Le lendemain, on sut par ses amis, que le jour même où ses parents et ses beaux-parents festoyaient à grand renfort de couscous et de viande de veau, que sa malheureuse cousine rongeait son frein dans la chambre nuptiale, Khélifa, le beau Khélifa, prenait le bateau pour Marseille et rentrait, en quelque sorte, chez lui !!!

mariage kabylie

Youyous, baroud, chouaris

Mais quand tout se passait bien, des coups de fusils partaient dès l'abord de la porte d'entrée de la maison de la mariée. La poudre parlait dans la large cour du logis, « el hara », et cela pouvait prendre l'allure d'une véritable fantasia. Les youyous stridents des femmes ponctuaient les salves de baroud.

Dans la grande salle aménagée pour la circonstance de grandes «sahfas» de couscous garni en son sommet de beaux morceaux de viande de veau attendent que les invités prennent place à raison de dix personnes par « sahfa ». Suivent ensuite des beignets au miel, des gâteaux divers et du café noir.

Le repas terminé, il faut songer au retour. Aussitôt, les membres des deux familles se réunissent pour satisfaire au rituel de la « Fatiha » scellant l'alliance suivi de la remise de la dot en présence de l'imam. Après avoir satisfait à ce rituel, la mariée est hissée sur le plus beau mulet affrété pour la circonstance et pourvu d'un harnachement splendide.

Sur les autres mulets on arrime avec dextérité les «chouaris» constitués de deux immenses paniers raccordés ensemble et retombant chacun de part et d'autre de la selle de la monture. Ces «chouaris » contiennent des beignets et les malles de la mariée qui renferment sa précieuse garde- robes.

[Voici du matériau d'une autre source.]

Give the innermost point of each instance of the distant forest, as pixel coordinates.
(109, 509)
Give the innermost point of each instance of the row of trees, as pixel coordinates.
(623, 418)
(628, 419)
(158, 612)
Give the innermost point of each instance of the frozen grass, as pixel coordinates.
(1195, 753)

Un coup de fusil, accompagné de youyous donne le signal du retour. La caravane s'égrène à un rythme lent le long des chemins muletiers. De temps à autre quelqu'un tire un coup de feu faisant faire aux mulets apeurés un brusque mouvement de recul. A l'arrière du cortège, les vieux traînent la patte et, grands seigneurs, se soucient très peu de mettre le cortège en retard.

A l'approche du village, de nouveau, des coups de feu et une salve de youyous annonçant l'arrivée imminente de la mariée.

Aussitôt, de tous les coins du village en fête, accourent les bambins, garçons et filles habillés de neuf. Les plus hardis se placent résolument devant le cortège et ouvrent la marche. D'autres, plus timides se mêlent simplement à la foule.

Fin de fête

On entre enfin dans la venelle qui mène au domicile parental de l'époux. Des portes s'entrebâillent. Des femmes, craintives, soucieuses de ne pas se faire remarquer, jettent un regard furtif sur la mariée. D'autres, plus effrontées, se plantent avec ostentation sur le seuil de leurs portes et comptent profiter au maximum du spectacle.

Voici que la mariée s'apprête à franchir le seuil de la maison qui sera désormais la sienne. De dessous le burnous dont elle est couverte elle sort ses deux mains dont elle joint les paumes dans le creux desquelles on lui verse de l'eau qu'elle répand autour d'elle par trois fois. On lui tend ensuite une corbeille remplie de gâteaux et de bonbons qu'elle jette à la volée par-dessus sa tête à la grande satisfaction des enfants qui se bousculent pour les ramasser.

On aide la mariée à descendre de sa monture. Sa belle-mère la guide vers sa chambre nuptiale où de nombreuses femmes sont déjà installées pour lui tenir compagnie une partie de la nuit et être aux petits soins avec la nouvelle venue dans la famille. La fête est finie et un petit air de tristesse s'installe chez les convives.